Most people, even Washington D.C. locals, don’t know about arguably the best air and space museum in the area, located 30 miles (50 kilometers) away from the city center. The Steven F. Udvar-Hazy Center in the suburb town of Chantilly, Virginia, close the Dulles International Airport, is over 32,000 square meters (346,000 square feet) of aviation history.
The Smithsonian’s Air and Space Museum in Washington D.C. is might be the best museum in the world for aviation science lovers, but I say “might” because the Udvar-Hazy Center exists. Here’s some of what you can find inside the two hangars of the museum and why you should really make a day to visit it if you’re in the Washington D.C. area.
The world’s first airplane, the Wright Flyer, is on display at the Air and Space Museum. It’s not a replica, but the actual plane. There are two tours daily, run by volunteers and free, that are very, very, interesting but don’t miss the Wright Flyer segment. Even if you just tag along, there is so much more to the Wright Flyer than a few wings – the design, inspiration, and failures of the Wright brothers in developing the first airplane have valuable lessons for everyone. I can’t recommend it enough.

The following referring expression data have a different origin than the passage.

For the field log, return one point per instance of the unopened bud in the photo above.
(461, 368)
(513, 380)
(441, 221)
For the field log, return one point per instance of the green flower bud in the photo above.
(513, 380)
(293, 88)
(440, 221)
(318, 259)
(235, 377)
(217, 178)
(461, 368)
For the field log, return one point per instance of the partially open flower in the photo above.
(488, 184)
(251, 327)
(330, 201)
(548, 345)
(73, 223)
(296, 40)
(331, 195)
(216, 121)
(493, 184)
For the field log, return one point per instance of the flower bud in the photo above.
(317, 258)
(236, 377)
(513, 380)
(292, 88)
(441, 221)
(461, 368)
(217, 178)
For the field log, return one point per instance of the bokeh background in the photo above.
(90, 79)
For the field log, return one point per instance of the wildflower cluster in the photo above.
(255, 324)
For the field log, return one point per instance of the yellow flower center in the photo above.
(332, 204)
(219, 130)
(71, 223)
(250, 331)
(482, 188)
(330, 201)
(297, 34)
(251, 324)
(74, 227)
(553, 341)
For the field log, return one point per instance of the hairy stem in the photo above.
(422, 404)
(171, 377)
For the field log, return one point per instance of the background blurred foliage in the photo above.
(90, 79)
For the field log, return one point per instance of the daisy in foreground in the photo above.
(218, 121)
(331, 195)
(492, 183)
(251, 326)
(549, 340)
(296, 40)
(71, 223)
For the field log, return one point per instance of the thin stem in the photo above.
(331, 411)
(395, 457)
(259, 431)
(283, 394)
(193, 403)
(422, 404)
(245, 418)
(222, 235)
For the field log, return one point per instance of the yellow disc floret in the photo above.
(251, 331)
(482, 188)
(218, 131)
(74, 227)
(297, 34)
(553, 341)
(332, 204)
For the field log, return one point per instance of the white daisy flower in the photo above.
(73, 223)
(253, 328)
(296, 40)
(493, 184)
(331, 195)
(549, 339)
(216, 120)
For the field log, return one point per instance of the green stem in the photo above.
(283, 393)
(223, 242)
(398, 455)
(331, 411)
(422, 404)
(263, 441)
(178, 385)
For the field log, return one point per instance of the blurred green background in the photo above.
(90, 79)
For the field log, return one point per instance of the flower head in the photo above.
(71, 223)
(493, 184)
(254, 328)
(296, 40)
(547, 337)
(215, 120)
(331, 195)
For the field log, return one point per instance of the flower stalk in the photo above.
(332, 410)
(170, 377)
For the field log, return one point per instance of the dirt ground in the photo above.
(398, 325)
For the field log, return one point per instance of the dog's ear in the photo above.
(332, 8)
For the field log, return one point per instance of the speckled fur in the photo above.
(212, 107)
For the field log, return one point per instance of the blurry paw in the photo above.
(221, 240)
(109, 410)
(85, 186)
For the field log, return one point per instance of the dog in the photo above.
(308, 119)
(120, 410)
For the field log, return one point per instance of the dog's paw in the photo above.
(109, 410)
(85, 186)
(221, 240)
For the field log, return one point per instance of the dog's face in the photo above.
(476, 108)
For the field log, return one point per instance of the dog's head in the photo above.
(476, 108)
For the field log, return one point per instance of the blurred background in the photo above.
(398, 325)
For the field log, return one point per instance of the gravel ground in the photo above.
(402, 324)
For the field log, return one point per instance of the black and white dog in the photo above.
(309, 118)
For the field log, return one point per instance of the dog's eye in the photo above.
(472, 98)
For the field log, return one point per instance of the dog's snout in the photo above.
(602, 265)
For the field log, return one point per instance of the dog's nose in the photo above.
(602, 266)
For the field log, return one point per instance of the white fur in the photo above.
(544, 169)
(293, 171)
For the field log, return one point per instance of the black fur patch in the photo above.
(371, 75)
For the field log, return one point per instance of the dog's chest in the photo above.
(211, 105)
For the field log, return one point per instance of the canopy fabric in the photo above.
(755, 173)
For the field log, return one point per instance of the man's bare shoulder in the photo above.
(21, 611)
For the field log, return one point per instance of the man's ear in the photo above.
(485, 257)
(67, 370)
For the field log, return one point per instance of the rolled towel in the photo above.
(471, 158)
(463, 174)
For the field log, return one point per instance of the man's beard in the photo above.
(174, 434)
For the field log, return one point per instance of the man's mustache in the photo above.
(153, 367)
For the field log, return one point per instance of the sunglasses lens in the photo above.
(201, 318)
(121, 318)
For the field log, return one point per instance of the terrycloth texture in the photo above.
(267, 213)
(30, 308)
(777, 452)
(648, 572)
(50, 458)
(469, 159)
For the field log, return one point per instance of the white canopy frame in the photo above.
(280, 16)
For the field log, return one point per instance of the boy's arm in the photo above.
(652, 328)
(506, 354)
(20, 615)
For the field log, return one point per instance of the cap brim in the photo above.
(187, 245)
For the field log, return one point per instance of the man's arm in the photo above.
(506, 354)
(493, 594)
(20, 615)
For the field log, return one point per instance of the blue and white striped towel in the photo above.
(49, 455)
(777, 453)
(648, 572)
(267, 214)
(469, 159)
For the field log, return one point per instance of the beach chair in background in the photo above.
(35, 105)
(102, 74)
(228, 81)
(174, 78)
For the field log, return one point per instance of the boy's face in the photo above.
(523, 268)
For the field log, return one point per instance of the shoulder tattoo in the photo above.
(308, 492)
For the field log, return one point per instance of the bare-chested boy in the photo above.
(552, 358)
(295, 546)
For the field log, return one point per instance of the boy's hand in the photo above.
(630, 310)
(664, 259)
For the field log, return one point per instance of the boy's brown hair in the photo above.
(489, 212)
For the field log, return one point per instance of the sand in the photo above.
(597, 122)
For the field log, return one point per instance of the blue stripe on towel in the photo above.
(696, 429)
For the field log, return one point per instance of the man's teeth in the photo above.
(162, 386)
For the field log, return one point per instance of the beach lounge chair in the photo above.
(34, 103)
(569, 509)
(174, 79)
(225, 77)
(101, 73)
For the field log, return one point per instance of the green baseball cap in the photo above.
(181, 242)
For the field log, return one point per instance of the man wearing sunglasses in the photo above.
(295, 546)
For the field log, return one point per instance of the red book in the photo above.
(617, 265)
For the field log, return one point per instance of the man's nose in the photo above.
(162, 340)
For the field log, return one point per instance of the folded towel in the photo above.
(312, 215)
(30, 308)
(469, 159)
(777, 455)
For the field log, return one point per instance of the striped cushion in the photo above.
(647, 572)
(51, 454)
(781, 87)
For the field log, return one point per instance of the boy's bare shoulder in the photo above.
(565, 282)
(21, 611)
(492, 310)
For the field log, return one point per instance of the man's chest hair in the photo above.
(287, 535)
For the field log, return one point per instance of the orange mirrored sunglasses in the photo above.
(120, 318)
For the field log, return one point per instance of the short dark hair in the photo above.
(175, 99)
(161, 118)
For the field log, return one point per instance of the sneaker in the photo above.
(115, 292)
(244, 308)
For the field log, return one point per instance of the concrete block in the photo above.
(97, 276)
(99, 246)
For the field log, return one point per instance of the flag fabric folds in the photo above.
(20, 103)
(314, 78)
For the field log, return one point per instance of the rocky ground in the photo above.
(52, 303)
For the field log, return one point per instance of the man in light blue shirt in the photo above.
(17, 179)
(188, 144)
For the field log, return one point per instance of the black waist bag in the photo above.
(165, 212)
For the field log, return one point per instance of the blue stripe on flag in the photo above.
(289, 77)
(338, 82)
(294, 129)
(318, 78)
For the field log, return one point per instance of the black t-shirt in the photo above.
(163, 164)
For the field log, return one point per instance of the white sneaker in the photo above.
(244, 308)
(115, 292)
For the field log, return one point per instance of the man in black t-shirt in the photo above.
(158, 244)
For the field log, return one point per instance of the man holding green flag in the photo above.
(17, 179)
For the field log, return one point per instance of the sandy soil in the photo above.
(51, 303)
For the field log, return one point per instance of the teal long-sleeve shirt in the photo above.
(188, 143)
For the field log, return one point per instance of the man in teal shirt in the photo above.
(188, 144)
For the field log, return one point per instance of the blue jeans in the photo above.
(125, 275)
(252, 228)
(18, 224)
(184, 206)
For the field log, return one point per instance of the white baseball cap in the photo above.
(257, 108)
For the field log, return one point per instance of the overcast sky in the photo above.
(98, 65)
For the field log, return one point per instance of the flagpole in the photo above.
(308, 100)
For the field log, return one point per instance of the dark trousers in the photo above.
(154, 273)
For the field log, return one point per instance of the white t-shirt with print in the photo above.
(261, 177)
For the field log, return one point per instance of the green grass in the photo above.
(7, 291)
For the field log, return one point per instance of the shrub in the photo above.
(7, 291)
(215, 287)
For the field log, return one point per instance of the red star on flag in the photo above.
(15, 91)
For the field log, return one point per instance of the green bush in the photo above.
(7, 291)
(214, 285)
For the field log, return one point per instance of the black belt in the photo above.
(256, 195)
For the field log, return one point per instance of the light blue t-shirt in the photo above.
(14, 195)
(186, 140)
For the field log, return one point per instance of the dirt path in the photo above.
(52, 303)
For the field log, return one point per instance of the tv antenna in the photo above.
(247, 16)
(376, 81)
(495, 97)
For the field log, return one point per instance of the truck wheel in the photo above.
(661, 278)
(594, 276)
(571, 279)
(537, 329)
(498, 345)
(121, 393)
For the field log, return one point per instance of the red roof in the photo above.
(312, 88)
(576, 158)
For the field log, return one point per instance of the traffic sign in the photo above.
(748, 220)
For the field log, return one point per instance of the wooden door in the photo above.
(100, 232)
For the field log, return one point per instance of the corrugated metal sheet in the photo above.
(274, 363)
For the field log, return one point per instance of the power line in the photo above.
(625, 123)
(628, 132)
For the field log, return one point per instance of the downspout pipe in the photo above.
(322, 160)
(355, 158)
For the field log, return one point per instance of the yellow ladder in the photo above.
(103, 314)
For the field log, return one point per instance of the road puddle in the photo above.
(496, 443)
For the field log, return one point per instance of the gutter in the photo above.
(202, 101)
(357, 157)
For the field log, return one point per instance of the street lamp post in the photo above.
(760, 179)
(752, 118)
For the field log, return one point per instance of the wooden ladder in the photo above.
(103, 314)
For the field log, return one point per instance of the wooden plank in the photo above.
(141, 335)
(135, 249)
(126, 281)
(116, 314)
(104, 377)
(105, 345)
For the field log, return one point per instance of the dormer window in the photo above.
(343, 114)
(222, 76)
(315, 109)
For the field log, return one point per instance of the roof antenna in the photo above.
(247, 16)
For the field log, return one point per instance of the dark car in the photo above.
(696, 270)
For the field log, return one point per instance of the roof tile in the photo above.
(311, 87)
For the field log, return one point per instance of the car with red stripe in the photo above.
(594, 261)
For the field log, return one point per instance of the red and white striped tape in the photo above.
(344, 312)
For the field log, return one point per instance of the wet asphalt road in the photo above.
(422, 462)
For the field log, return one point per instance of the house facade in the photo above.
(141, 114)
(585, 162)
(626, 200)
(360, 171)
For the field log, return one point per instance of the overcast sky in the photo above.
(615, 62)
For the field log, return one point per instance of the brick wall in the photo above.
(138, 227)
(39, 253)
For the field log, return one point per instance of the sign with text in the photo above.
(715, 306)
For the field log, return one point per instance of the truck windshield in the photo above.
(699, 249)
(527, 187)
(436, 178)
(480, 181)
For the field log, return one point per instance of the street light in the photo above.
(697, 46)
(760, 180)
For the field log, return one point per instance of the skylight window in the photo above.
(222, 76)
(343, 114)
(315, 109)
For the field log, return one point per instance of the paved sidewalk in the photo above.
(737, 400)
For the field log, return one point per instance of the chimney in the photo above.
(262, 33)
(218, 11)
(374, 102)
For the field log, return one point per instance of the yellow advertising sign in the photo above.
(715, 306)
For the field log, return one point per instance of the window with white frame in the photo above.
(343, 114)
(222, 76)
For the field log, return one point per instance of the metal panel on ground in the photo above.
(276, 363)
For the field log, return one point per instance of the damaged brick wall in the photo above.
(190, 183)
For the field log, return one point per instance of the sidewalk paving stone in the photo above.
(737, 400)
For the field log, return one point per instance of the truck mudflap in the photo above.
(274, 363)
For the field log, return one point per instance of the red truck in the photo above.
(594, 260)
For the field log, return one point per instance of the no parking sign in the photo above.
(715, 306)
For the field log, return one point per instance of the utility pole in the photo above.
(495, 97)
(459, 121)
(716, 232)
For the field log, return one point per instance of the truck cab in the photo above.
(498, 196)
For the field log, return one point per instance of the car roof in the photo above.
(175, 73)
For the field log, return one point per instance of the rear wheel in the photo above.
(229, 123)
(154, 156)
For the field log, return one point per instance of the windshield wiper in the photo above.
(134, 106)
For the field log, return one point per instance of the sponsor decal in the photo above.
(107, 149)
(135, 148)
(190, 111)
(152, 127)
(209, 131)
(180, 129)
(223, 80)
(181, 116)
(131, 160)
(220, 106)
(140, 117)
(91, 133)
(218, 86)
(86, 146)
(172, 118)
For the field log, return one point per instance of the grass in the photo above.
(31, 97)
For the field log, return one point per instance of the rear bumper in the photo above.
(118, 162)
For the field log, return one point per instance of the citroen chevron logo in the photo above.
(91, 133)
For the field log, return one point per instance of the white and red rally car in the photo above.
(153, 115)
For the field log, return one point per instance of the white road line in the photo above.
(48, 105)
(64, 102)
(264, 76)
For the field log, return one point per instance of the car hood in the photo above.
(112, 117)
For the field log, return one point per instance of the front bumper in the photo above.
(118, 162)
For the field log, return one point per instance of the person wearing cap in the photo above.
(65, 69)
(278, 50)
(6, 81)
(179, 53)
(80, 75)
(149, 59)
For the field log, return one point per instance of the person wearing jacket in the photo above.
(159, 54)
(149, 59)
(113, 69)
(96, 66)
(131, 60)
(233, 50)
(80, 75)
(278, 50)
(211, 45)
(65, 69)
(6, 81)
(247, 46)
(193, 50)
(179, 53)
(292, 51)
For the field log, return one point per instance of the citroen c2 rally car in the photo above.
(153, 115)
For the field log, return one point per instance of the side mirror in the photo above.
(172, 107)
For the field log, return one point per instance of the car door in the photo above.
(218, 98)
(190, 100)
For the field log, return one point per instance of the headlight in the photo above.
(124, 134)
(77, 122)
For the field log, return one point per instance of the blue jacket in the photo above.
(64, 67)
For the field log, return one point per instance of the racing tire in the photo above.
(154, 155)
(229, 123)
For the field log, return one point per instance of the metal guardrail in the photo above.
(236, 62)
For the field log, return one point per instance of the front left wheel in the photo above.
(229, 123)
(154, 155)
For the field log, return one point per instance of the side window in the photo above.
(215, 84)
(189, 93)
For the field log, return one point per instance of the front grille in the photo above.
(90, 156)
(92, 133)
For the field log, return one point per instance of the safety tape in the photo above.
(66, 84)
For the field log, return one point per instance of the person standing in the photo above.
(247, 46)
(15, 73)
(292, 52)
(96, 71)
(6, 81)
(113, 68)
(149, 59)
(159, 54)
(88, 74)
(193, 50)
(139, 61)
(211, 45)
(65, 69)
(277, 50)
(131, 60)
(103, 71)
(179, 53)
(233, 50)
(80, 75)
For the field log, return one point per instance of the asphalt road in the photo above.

A view of the Donald D. Engen Observation Tower, part of the Udvar Hazy Center, outside of Washington D.C. From the tower you can watch flights like mine coming in and if you’re lucky (and on the left side) of the plane landing at Dulles International Airport, see the tower as you approach for landing.
There are over 240 aircraft inside the Udvar-Hazy Center, which by the way, is free admission. It’s all worth exploring so set aside a few hours for a visit.
Documentaries and films are also shown throughout the day at the Udvar Hazy’s IMAX theater. The IMAX screen is 6 stories high, 25.9 meters (85 feet) wide, with 4K resolution. Here’s a current schedule of what’s playing now.
But this, located in the James S. McDonnell Space Hangar is what really blows people away.
The Space Shuttle Discovery, 39 space flights over 27 years, more than any other spacecraft.
Everyone looking up at Discovery, the engineering feat and what it represents of exploration and for humanity, is left in awe. You’ll see those faces. You’ll have one too.
You can get to the Udvar-Hazy Center using the metro from Washington D.C. but like the rest of the D.C. area, public transportation is terrible. It’s much better to rent a car then drive out to Chantilly, about a 40 minute drive from Washington D.C. at non-peak hours. (Don’t drive during rush hour in the D.C. area.) The address is: 14390 Air and Space Museum Parkway Chantilly, Virginia 20151; parking is $15, and regular hours are from 10am- 5:30pm daily with some extended hours.
I’m told mid-week is least crowded but even during the peak weekends, Udvar-Hazy never feels crowded with people. The Udvar-Hazy Center has only about 20% the annual visitors of the Air and Space Museum in Washington D.C. – not because it isn’t worth a visit, but because so few know or remember it’s there. After one visit though, you’ll want to tell everybody it’s one museum that doesn’t disappoint.